Windom is a town in Fannin County, Texas, United States. The population was 189 at the 2020 census, down from 199 at the 2010 census.

==Geography==

Windom is located in eastern Fannin County. Texas State Highway 56 runs through the town, leading east 5 mi to Honey Grove and west 10 mi to Bonham, the county seat.

According to the United States Census Bureau, Windom has a total area of 1.4 km2, all land.

==Demographics==

As of the census of 2000, 245 people, 97 households, and 71 families were residing in the town. The population density was 446.6 PD/sqmi. The 111 housing units averaged 202.3 per square mile (77.9/km^{2}). The racial makeup of the town was 91.43% White, 6.12% African American, 1.22% Native American, and 1.22% from two or more races.

Of the 97 households, 33.0% had children under the age of 18 living with them, 61.9% were married couples living together, 7.2% had a female householder with no husband present, and 26.8% were not families. About 25.8% of all households were made up of individuals, and 19.6% had someone living alone who was 65 years of age or older. The average household size was 2.53, and the average family size was 3.03.
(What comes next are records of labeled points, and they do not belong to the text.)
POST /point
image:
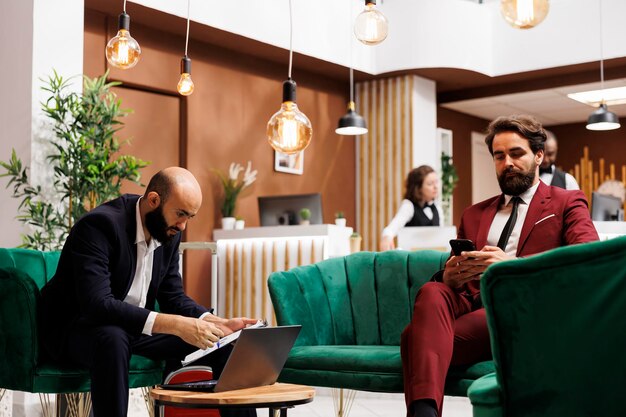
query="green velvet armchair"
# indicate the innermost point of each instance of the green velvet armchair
(23, 365)
(353, 310)
(557, 338)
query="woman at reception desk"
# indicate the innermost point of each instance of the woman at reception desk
(417, 208)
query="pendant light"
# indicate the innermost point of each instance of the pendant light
(371, 26)
(123, 51)
(351, 123)
(185, 84)
(524, 14)
(602, 118)
(289, 131)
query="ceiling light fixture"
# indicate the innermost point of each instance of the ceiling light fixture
(371, 26)
(524, 14)
(602, 118)
(289, 131)
(610, 96)
(123, 51)
(352, 123)
(185, 84)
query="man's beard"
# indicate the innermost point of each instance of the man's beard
(157, 226)
(517, 182)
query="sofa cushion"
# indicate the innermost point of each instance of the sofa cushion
(368, 368)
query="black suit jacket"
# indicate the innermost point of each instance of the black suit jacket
(95, 273)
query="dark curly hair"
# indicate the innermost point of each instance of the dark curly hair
(414, 182)
(526, 126)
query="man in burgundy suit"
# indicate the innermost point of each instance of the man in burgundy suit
(448, 325)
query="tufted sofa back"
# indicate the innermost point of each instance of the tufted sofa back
(361, 299)
(40, 266)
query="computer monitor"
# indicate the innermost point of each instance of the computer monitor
(284, 209)
(606, 207)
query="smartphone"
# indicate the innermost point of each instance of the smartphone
(461, 245)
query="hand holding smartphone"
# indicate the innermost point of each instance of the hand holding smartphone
(461, 245)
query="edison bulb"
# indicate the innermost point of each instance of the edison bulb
(289, 130)
(524, 14)
(123, 50)
(185, 84)
(371, 26)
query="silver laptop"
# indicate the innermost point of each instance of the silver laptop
(257, 359)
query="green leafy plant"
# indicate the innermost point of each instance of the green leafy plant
(449, 178)
(233, 185)
(87, 169)
(305, 214)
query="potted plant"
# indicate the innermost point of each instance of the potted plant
(232, 185)
(86, 166)
(305, 216)
(355, 242)
(449, 179)
(340, 219)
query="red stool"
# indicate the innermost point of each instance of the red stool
(189, 374)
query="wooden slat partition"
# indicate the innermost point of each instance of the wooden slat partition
(590, 180)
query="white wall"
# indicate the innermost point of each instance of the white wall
(38, 35)
(424, 116)
(16, 34)
(422, 33)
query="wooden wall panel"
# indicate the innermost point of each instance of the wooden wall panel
(225, 122)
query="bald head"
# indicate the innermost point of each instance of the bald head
(551, 149)
(174, 180)
(172, 197)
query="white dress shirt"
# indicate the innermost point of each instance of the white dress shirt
(570, 182)
(403, 216)
(502, 216)
(143, 272)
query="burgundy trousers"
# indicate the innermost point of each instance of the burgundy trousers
(444, 331)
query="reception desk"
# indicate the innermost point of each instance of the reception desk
(246, 257)
(610, 230)
(426, 237)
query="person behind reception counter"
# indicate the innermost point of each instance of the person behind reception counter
(417, 208)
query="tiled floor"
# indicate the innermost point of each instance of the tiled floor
(374, 405)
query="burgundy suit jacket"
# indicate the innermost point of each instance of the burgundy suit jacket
(555, 218)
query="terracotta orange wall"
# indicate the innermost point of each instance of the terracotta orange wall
(462, 127)
(224, 121)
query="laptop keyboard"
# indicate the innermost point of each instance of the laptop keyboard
(205, 385)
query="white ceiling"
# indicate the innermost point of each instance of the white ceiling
(550, 107)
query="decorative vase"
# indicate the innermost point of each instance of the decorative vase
(355, 244)
(228, 223)
(340, 221)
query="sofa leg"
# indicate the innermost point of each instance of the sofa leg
(78, 404)
(342, 401)
(46, 406)
(145, 391)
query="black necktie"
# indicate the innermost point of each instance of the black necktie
(510, 224)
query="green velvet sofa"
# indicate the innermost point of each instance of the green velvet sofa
(557, 334)
(23, 365)
(353, 310)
In the town, the population was distributed as 24.5% under the age of 18, 8.2% from 18 to 24, 24.9% from 25 to 44, 23.7% from 45 to 64, and 18.8% who were 65 years of age or older. The median age was 41 years. For every 100 females, there were 85.6 males. For every 100 females age 18 and over, there were 85.0 males.
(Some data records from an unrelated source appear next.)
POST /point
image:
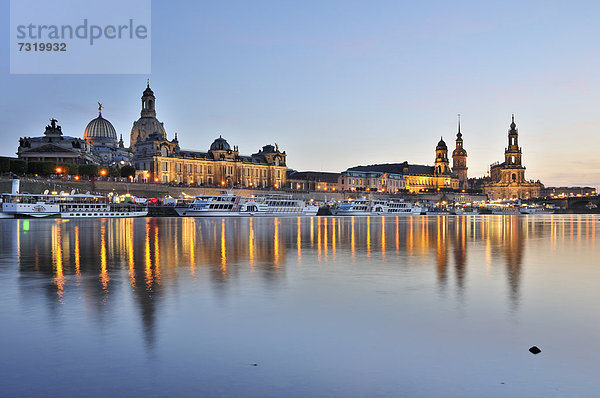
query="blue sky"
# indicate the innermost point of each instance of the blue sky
(343, 83)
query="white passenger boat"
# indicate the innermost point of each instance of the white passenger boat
(367, 207)
(67, 206)
(230, 205)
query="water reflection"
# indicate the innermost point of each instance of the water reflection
(153, 256)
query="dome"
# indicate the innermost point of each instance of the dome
(441, 145)
(100, 129)
(220, 144)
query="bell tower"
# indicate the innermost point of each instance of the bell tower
(512, 154)
(148, 102)
(441, 159)
(459, 160)
(513, 171)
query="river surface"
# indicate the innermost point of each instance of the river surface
(298, 307)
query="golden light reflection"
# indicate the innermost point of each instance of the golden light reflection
(251, 244)
(318, 238)
(130, 254)
(104, 278)
(398, 234)
(352, 238)
(148, 258)
(312, 231)
(325, 237)
(299, 239)
(77, 252)
(190, 234)
(157, 255)
(382, 236)
(368, 236)
(276, 243)
(223, 249)
(333, 237)
(59, 278)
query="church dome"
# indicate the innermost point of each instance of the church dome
(220, 144)
(100, 129)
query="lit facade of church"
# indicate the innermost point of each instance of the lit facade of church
(413, 178)
(158, 159)
(507, 179)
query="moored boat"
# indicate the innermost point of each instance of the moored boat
(67, 206)
(367, 207)
(229, 205)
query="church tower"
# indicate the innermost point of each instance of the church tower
(459, 160)
(441, 159)
(148, 102)
(514, 170)
(147, 126)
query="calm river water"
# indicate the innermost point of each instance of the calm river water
(321, 306)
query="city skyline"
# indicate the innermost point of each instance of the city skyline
(375, 86)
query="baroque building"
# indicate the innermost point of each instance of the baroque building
(158, 159)
(507, 179)
(102, 136)
(55, 147)
(410, 177)
(459, 161)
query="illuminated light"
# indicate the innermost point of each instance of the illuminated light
(276, 243)
(77, 253)
(251, 245)
(104, 278)
(299, 239)
(223, 249)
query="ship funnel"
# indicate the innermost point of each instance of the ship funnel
(16, 186)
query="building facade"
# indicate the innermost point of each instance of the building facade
(459, 161)
(312, 181)
(158, 159)
(413, 178)
(55, 147)
(102, 136)
(357, 179)
(507, 179)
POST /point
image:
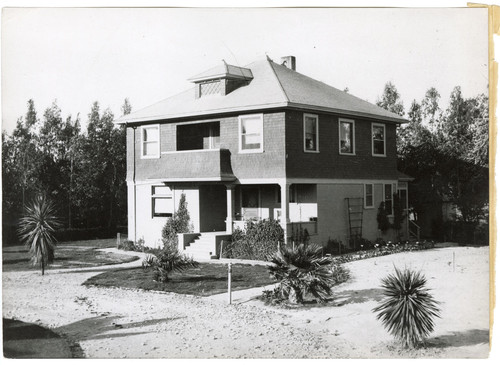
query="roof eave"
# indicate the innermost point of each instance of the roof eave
(348, 112)
(259, 107)
(123, 120)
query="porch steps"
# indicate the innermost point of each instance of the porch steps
(202, 247)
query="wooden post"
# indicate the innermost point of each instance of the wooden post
(229, 282)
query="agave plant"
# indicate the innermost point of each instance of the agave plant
(36, 230)
(166, 260)
(408, 310)
(302, 270)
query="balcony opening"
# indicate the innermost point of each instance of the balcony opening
(200, 136)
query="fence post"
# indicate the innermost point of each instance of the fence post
(229, 282)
The median income for a household in the town was $44,375, and for a family was $50,781. Males had a median income of $31,875 versus $32,500 for females. The per capita income for the town was $17,779. About 5.8% of families and 10.1% of the population were below the poverty line, including 9.7% of those under the age of eighteen and 20.0% of those sixty five or over.

The Hindu-Jain spiritual retreat in Windom is called Siddhayatan.

Historical population
| Census | Pop. | Note | %± |
| 1920 | 389 |  | — |
| 1930 | 317 |  | −18.5% |
| 1940 | 290 |  | −8.5% |
| 1950 | 297 |  | 2.4% |
| 1960 | 218 |  | −26.6% |
| 1970 | 247 |  | 13.3% |
| 1980 | 276 |  | 11.7% |
| 1990 | 269 |  | −2.5% |
| 2000 | 245 |  | −8.9% |
| 2010 | 199 |  | −18.8% |
| 2020 | 189 |  | −5.0% |
U.S. Decennial Census 2020 Census

==Education==
Windom is served by the Honey Grove Independent School District. On July 1, 1987, Windom Independent School District merged into Honey Grove ISD. Windom's school closed in the late 1980s due to declining enrollment.